Haslam flew back to Seattle for surgery to repair his meniscus, giving him a four-to-six month return period. He underwent three months of scheduled physical training followed by strength-building exercises.
But when this year began, Haslam was absent from the team’s roster. After playing during the summer, Haslam said he realized he wasn’t fully healthy, and after consulting with close friends and family members, he told the coaching staff he was not returning for the upcoming season.
“It was tough, because I’d built relationships with the coaches and the guys on the team,” Haslam said. “I wouldn’t say it was easy, but it would’ve been harder for me to go out there not 100 percent. It made it easier to be real with them and not just play to make other people happy.”
In this past year, Haslam said he’s gone through a period of self-discovery, going without organized basketball for the first time since fourth grade. A devout Christian, Haslam dove into a number of causes, including cancer fundraising program Relay for Life, and Alpha, a program for nonreligious and nondevout individuals that he helped launch at Friends Church in Orange.
While the recovery process was difficult, Haslam said he enjoyed it. He said he thrived with each step, something that was recorded in a documentary by Dodge College of Film and Media Arts students this semester.
When Haslam talked about his recovery, a broad smile crossed his face. He flexed his knee about 120 degrees – the furthest he’d been able to stretch his leg for weeks after his surgery, he said. He smirked again as he stretched his leg straight, demonstrating his now-full range of motion.
“It was so fun; I have a video on my phone of the first time I jumped,” Haslam said. “(It’s) something that most people are like, ‘Oh, that must be terrible.’ (I enjoyed) the process of baby steps and physical healing, but also emotional and spiritual. It’s a pretty unique, awesome process.”
Less than two weeks ago, Haslam told the Chapman coaching staff and players on the team that he will return for the upcoming season.
“I’m so excited to be back out there,” Haslam said. “But I’m definitely glad I didn’t play this season. Going through healing with my knee and also who I am and figuring that out – outside of basketball – was what I needed. I have a new perspective on why I play and have a lens on who I am.”
Reed Nakakihara, a junior point guard, said that he and other players on the team were in contact with Haslam throughout the season, often taking trips together to the beach or the movies. Nakakihara, who transferred to Chapman sophomore year, said he was struck by Haslam’s honesty when he met him. Haslam knows how to criticize other players positively and constructively, he said.
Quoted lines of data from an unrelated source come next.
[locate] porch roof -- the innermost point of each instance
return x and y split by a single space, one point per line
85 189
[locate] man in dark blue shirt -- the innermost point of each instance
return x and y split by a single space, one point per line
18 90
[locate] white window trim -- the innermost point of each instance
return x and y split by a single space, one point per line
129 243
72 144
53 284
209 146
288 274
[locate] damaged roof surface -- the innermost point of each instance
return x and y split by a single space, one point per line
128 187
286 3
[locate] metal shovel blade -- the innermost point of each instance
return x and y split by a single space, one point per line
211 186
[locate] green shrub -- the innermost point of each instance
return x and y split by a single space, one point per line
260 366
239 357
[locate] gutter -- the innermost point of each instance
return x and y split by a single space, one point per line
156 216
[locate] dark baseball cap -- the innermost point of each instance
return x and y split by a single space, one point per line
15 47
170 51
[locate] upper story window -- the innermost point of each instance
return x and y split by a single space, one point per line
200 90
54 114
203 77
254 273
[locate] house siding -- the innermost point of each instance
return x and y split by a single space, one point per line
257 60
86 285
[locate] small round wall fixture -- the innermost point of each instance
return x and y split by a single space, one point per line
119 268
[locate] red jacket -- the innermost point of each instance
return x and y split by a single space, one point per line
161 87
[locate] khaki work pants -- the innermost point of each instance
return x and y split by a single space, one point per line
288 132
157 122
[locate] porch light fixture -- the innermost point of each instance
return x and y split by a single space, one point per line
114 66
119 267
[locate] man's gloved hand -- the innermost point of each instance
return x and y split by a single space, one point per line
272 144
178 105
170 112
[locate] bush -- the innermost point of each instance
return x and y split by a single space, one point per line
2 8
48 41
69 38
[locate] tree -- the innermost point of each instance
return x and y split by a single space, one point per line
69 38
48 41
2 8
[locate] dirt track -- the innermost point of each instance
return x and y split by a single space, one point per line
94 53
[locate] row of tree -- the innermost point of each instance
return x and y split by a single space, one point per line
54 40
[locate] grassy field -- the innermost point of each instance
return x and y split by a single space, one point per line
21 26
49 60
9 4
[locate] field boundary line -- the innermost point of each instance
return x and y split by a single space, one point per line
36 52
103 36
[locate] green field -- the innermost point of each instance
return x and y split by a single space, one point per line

“You can tell he’s one of those guys who’s really real with you,” Nakakihara said. “He’s always going to do what’s right.”
Krikorian had stayed in contact frequently with Haslam throughout the past year. While Krikorian said he wants to manage expectations of Haslam, he couldn’t hide his excitement at Haslam’s return.
“I could tell he was excited about the chance to play again, and as a coach, you want to feel that,” Krikorian said. “I know as a staff, we’re excited to have Cam the person, first and first and foremost, back in our program, and the basketball is going to take care of itself.”